Lors de cette séance (« 7 hommes, 7 femmes, 7 minutes pour se rencontrer et la vie pour se revoir »), elle rencontre des hommes de tous genres : libertin, complexé, séducteur… Chance : Eloïse est rapidement recontactée par Jean-Luc (Bruno Putzulu), le participant pour lequel elle avait craqué. Mais très vite, elle va se rendre compte qu’avoir une relation dans le monde d’aujourd’hui n’est pas si facile. Et comme si cela ne suffisait pas, des maux de tête et vertiges la laissent penser qu’elle pourrait avoir une tumeur. Un risque de maladie qui tombe mal puisqu’elle vient juste de se voir proposer une opportunité professionnelle déterminante pour son avenir…

la fabrique des sentiments film

La Fabrique des sentiments surprend dès les premières minutes en évitant tous les clichés auxquels on pouvait s’attendre. Si Jean-Marc Moutout décortique le fonctionnement du speed-dating et nous offre deux séances d’anthologie bourrées de cynisme, son film dépasse largement le sujet des rencontres express et creuse bien plus loin et profond.

Eloïse est une femme libre et belle qui est à un tournant de sa vie.
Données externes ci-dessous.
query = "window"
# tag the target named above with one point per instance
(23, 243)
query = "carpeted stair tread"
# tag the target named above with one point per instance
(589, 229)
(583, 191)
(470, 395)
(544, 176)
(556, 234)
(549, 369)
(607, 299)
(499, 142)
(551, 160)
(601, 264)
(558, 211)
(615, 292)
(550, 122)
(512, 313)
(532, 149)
Comme toute working girl qui se respecte, elle pense qu’elle pourra réussir en amour en y travaillant bien. Mais on le sait : ça ne marche pas comme ça. Et si elle est assez lucide sur sa vie en général, quand il s’agit de sentiments, elle peut se retrouver comme une gamine qui fantasme sur le premier beau mec venu. Jean-Luc, rencontré lors de la séance de speed-dating, a tout pour lui plaire : le physique, la tchatche, un boulot proche du sien. Mais lui aussi consomme des relations et risque bien de briser le coeur d’Eloïse (à moins que cette histoire soit complètement le fruit de son imagination, ce qui reste suggéré). Lors d’une soirée entre amis, Eloïse parle de cette nouvelle rencontre à une amie et commence à transformer la réalité en fantasme romantique. Si elle a osé provoqué le destin par le speed dating, elle ne semble pas prête à l’assumer, l’idée de trouver son partenaire grâce à un tel dispositif n’est pas assez romantique pour elle.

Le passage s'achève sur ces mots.